Thursday, May 28, 2020

What Leftists Like Michael Moore Ignore: Cubans wait months, sometimes years, for something as basic as a wheelchair


The hospitals most Cubans go to are shabby reflections of the one where Communist Party members are treated; Cubans wait months, sometimes years, for a wheelchair; they can’t count on oxygen being available; vital equipment breaks down; medicines runs out; doctors and nurses expect to be bribed.

Thus writes Anthony DePalma in a New York Times article reflecting realities that Michael Moore, among many others, ignored (notably in his movie Sicko). Echoing an article by Howard French of almost 30 years ago, the piece is adapted from the author's forthcoming book, The Cubans: Ordinary Lives in Extraordinary Times. Fausta adds: when you go for surgery, you have to bring your own stitches…

• Related — WikiLeaks: when Michael Moore's Sicko film was shown to Cuban doctors, they were 'disturbed at the blatant misrepresentation of healthcare in Cuba'

• Never disclosed by the MSM: Michael Moore admits to being devoted to Marxism
Until her mother died, [Caridad Limonta] had managed to avoid this unpleasant Cuban reality. But her mother’s illness and death also forced her to confront an unsettling truth that profoundly reshaped her relationship with the Cuban revolution and led her to a deeper understanding of what it really means to be Cuban.

It is an understanding that American voters and politicians might benefit from recognizing, in this election year when relations with Cuba, along with the votes of Cuban-Americans, are on the table. As Ms. Limonta came to realize, being a Cuban means having deep respect for, and first loyalty toward, her fellow Cubans and the heritage, customs and needs of their island society that they share, no matter who holds power there.

But it had taken Ms. Limonta decades to even approach that realization.

The first inkling came when her mother, a retired nurse, had been fussed over by some of Cuba’s best doctors inside Havana’s finest hospitals. Ms. Limonta needed to know: Had she benefited from Cuba’s acclaimed medical prowess because every Cuban does? Or had her mother been pampered because Ms. Limonta herself was a ranking member of the Communist Party and vice minister of light industry for all of Cuba?

Until then, Ms. Limonta’s faith in the revolution had been absolute. Born just three weeks after Fidel Castro started his uprising by beaching an old American yacht called Granma in a mangrove swamp on Cuba’s southern shore in 1956, she had fully embraced his promise to wipe out inequality and create a new Cuba.

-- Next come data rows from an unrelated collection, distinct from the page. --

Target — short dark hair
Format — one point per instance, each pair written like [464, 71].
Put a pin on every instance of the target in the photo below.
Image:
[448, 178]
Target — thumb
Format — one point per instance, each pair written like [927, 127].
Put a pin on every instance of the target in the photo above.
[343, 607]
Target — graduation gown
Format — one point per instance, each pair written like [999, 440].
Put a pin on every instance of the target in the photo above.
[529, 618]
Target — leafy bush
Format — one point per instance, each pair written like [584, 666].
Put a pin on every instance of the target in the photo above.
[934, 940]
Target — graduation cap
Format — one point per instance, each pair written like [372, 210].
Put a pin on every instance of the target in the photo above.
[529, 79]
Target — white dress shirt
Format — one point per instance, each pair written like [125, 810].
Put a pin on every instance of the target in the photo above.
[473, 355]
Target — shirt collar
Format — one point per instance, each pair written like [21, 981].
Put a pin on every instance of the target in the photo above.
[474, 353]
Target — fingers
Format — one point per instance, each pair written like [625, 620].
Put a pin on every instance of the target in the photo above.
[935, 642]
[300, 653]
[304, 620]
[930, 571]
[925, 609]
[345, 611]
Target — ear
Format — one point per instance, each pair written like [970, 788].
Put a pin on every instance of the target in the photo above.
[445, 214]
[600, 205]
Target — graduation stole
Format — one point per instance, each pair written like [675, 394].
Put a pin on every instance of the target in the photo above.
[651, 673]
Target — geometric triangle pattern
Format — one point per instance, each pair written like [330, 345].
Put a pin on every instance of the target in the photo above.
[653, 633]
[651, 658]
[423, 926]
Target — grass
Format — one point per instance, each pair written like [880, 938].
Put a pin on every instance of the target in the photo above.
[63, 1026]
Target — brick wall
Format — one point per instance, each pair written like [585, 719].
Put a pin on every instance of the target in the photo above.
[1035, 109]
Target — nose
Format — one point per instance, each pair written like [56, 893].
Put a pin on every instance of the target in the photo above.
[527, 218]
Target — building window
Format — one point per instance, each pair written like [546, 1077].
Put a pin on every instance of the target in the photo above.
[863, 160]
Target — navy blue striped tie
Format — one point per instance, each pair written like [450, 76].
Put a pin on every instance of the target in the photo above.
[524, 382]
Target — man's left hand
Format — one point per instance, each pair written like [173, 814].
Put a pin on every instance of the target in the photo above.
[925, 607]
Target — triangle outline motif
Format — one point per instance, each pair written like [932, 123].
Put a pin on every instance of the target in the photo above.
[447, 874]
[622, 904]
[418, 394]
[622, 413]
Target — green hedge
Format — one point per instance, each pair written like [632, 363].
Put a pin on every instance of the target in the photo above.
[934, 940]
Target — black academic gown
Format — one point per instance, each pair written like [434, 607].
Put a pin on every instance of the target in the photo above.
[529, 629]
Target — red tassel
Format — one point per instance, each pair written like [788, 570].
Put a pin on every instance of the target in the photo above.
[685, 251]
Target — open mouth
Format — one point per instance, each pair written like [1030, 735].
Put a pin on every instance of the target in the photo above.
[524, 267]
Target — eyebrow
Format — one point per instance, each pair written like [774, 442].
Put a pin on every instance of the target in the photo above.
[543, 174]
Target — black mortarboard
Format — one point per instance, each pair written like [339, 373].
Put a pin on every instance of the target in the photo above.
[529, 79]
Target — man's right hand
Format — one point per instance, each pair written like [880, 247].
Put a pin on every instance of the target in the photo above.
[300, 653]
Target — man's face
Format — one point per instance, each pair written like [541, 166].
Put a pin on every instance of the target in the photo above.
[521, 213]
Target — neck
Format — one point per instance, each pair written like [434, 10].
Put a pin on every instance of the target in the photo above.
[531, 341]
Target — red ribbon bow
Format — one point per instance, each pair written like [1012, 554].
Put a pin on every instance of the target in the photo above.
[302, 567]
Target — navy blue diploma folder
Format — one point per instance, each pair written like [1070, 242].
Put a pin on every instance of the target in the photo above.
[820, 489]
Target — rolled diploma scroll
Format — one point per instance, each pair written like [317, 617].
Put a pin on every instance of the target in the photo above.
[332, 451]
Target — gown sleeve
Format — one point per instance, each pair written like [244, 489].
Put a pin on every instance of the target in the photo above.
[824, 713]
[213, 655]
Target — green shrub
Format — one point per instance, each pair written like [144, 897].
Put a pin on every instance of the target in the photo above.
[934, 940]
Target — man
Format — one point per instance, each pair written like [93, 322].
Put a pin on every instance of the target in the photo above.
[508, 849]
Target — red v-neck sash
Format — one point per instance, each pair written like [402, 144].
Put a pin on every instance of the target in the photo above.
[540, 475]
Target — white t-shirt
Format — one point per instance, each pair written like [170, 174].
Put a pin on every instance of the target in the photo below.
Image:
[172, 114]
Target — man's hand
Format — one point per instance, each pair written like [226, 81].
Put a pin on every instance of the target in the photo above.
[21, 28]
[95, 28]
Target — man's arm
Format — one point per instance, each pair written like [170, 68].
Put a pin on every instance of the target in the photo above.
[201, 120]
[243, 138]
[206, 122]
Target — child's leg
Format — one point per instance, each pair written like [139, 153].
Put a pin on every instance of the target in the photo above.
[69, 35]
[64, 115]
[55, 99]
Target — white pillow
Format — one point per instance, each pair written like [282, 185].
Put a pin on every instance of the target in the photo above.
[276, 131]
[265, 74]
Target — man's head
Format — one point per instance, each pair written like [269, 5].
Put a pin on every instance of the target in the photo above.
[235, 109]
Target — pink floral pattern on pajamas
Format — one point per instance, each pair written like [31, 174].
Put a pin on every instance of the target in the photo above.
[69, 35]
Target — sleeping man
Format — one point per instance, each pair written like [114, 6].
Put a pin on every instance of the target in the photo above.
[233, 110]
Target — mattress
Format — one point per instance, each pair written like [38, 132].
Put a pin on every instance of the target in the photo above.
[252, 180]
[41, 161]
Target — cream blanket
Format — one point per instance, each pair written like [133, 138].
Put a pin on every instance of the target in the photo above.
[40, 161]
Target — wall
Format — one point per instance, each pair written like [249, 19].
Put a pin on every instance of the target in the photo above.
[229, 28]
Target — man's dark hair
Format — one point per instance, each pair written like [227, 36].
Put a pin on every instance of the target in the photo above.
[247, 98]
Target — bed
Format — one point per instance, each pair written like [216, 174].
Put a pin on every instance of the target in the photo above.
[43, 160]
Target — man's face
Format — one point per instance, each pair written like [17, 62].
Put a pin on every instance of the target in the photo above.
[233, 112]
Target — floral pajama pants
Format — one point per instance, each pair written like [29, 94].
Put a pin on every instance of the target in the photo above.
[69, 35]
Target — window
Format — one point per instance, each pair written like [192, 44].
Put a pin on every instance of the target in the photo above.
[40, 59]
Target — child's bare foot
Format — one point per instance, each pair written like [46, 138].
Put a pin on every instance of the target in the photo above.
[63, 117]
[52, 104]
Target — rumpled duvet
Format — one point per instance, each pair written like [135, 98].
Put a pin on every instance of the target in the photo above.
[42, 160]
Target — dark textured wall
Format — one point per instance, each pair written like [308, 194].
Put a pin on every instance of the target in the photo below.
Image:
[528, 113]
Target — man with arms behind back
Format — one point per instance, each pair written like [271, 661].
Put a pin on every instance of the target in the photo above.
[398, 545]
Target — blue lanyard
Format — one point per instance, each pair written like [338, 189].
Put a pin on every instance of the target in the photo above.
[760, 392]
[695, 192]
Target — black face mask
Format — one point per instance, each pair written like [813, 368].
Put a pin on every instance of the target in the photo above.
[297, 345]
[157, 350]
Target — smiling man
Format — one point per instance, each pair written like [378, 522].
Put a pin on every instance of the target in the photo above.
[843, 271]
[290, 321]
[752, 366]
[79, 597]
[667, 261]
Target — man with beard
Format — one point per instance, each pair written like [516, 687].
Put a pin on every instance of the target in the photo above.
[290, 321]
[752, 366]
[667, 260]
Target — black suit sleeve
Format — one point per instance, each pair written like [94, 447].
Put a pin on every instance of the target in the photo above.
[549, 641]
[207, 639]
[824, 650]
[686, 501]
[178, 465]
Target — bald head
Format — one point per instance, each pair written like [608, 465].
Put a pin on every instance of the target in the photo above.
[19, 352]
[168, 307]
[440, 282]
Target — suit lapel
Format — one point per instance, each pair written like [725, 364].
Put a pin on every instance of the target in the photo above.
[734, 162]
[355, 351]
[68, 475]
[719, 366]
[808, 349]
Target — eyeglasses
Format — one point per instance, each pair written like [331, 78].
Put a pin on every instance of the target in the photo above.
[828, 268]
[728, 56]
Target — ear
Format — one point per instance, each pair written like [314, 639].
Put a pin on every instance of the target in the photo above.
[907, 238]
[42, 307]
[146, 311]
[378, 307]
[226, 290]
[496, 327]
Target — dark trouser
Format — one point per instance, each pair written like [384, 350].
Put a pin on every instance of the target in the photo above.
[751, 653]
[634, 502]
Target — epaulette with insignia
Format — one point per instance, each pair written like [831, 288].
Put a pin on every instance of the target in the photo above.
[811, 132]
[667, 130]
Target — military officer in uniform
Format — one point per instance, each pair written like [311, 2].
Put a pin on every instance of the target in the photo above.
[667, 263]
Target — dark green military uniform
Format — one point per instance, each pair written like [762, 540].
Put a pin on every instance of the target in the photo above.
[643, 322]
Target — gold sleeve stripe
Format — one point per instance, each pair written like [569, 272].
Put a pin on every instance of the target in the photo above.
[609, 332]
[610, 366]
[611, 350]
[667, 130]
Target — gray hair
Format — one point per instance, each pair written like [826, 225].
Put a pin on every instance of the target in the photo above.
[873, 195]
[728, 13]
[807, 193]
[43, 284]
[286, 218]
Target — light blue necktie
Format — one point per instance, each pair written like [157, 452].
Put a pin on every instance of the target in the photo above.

Growing up in the tiny sugar mill town of Tacajó in eastern Cuba, she’d believed with all her heart that regardless of her gender, or the poverty into which she’d been born, or the deep mahogany sheen of her skin, she was equal to every other Cuban.
 … On the darkest day of the revolution in August 1994, when angry mobs shouted “Freedom” and “Down with Fidel”— the largest mass protest against the Castro government — she was enjoying a buffet at a Varadero beach resort, a deserved reward for a job well done. She eventually rose to vice minister and held powerful positions within the party. But she couldn’t understand why tens of thousands of Cubans had risked their lives trying to reach Florida in flimsy rafts.

As the revolution aged, contradictions grew harder to ignore. As her job took her around the country, she saw that the hospitals most Cubans went to were shabby reflections of the one where her mother was treated. Other Cubans waited months, sometimes years, for a wheelchair. They couldn’t count on oxygen being available. Vital equipment broke down. Medicines ran out. Doctors and nurses expected to be bribed.

The stark differences weighed on Ms. Limonta, weakening her revolutionary spirit as well as her heart. She was just 48 when she was rushed to the mediocre hospital to which she, as a resident of Guanabacoa, was assigned. But once doctors found out who she was, they insisted on transferring her to Cuba’s top cardiology center.




She got the pacemaker she needed, but the speedy treatment only deepened her doubts. Bound by a strict sense of social justice, she finally forced herself to see the truth. She and her mother had been pampered in their time of need not because they were equal to other Cubans. Not because they were socialists. Not because they loved Fidel. But because they were more important.

 … Standing before a mirror one day, she cried. The scars on her body made her look like she had been torn apart and sewn back together, which was how she felt about her life. She had turned her back on everything she once believed in and had no idea how to go on. 

 … Ms. Limonta’s heart keeps her in Cuba, where she receives free medical care, though not at elite hospitals. Now she brings gifts to see a doctor, as other Cubans do. She squeezes into rattling jalopies to get to work, as everybody else does. She finally feels equal to all the others who are fed up with endless assurances that the future will be better. Fed up with promises of plenty, but shortages of everything. Just surviving, day to day, week to week, saps their strength. Toughened by decades of deprivation, they have found ways to adapt to hardship, but have lost the will to demand change.